The LSA at S 13 takes a slightly different position.  Under S 13 a will should not be considered as insufficiently attested merely by the fact that it is attested by a beneficiary provided that where that is done the signatures of such beneficiaries are further attested by at least two additional competent and independent witnesses. 

(v) Presumption of due execution
According to Githinji J in Karanja and another vs. Karanja (2002) 2 KLR 22 where a will is regular on the face of it with an attesting clause and the signature of the testator there is a rebuttable presumption of due execution (omnia esse riteatta). The court was convinced that the deceased made the wills and codicils and duly executed them in accordance with the provisions of S 11 of the LSA; and there were no circumstances which disturbed the conscience of the court about the same.

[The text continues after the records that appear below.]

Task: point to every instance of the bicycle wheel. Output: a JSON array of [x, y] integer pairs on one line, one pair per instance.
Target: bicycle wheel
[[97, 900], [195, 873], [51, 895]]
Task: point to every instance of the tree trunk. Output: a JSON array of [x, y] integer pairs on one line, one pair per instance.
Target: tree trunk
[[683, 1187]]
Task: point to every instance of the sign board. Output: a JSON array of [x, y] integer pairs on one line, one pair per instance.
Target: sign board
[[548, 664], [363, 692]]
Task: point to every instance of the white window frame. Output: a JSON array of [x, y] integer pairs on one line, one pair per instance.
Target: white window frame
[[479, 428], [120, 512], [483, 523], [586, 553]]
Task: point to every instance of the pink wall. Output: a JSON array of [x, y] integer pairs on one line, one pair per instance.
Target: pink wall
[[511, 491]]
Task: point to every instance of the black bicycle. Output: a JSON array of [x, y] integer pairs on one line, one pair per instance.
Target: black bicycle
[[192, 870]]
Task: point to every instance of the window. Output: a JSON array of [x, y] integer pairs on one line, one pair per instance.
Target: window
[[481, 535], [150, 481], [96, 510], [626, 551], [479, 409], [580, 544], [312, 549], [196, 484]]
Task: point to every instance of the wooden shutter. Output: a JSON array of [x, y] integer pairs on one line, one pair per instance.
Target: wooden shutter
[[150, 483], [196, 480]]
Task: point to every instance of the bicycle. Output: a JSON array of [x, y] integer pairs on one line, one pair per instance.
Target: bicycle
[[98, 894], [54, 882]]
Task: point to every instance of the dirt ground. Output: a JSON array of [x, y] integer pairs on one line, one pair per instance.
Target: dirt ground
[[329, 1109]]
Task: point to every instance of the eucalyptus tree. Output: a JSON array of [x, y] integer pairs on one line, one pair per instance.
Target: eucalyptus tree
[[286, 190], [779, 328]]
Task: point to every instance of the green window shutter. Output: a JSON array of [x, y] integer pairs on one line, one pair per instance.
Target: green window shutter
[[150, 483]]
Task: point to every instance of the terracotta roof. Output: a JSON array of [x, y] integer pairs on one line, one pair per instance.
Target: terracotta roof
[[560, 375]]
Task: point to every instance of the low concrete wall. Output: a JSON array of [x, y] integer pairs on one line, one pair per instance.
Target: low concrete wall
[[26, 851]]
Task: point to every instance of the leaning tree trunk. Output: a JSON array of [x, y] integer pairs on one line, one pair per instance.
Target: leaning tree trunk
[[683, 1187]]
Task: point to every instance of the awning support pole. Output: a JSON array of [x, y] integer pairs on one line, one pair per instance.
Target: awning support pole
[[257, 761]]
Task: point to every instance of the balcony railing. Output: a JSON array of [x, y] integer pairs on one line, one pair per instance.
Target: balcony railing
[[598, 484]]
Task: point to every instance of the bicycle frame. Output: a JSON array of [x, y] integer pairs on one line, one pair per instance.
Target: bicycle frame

The Doctrine of Incorporation by Reference
S 12 of the Act provides for incorporation of papers by reference embodying the doctrine that allows documents that satisfy certain conditions to be regarded as part of a will even though the documents themselves are not executed.  Such documents if incorporated into a will are admissible to probate as part of the will. For incorporation to be effective the document must be in existence at the date the will is executed, referred to in the will as existent and clearly identified. Re Keen (1937) Ch. 236.

Validity of Wills Outside the Scope of the Law of Succession Act
The LSA also provides for the validity of wills made outside the scope of the LSA. S 15 deals with wills made before the commencement of the Act while S 16 deals with wills made outside of the jurisdiction. S 15 provides that written wills executed prior to the commencement of the Act, regardless of whether testator died before or after the commencement, shall be treated as properly executed if they were executed to the requirements of the law in force at the time of execution.

Privileged Wills

A privileged will is one that is deemed valid notwithstanding the failure to comply with the strict legal formalities required of a will under Ss 8, 9 & 11 of LSA. Privileged wills are made in circumstances that by their very nature do not allow the opportunity of making a normal will. The LSA provides for the making of oral or nuncupative privileged wills.  The statute makes no provision for written privileged wills. Written privileged wills are provided for in the Armed Forces Act.

S 9 of the LSA provides that an oral will made by a member of armed forces and merchant marine during a period of active service shall be valid if the testator dies during the same period of active service notwithstanding the fact that he dies more than three (3) months after the date of the making of the will.

In the Goods of Hale (1950) 2 Irish Reports 362 the court held that typist working with the marines on a ship was entitled to make a privileged will. In Gattward vs. Knee (1920) P 99 the deceased, a battalion soldier, after receiving instructions to go to war, wrote an undated letter which was received by the plaintiff in England. The writer died in the war. The letter contained expressions such as: ‘if you have a letter to say that I am killed, then the lot is for you’ and ‘you will receive the lot if I am killed in action, for I shall make out my will in your favour’. No other document in the nature of a will was ever received or discovered and the father of the deceased took out a grant of letters of administration since the deceased was single. The plaintiff propounded the letter as a will and applied for the revocation of the grant of letters of administration made to deceased’s father on the grounds that the deceased had not died intestate. It was held that letter constituted a testamentary document capable of taking effect as a soldier’s will within the meaning of the Will’s Act. The letter was a privileged will and therefore admissible to probate.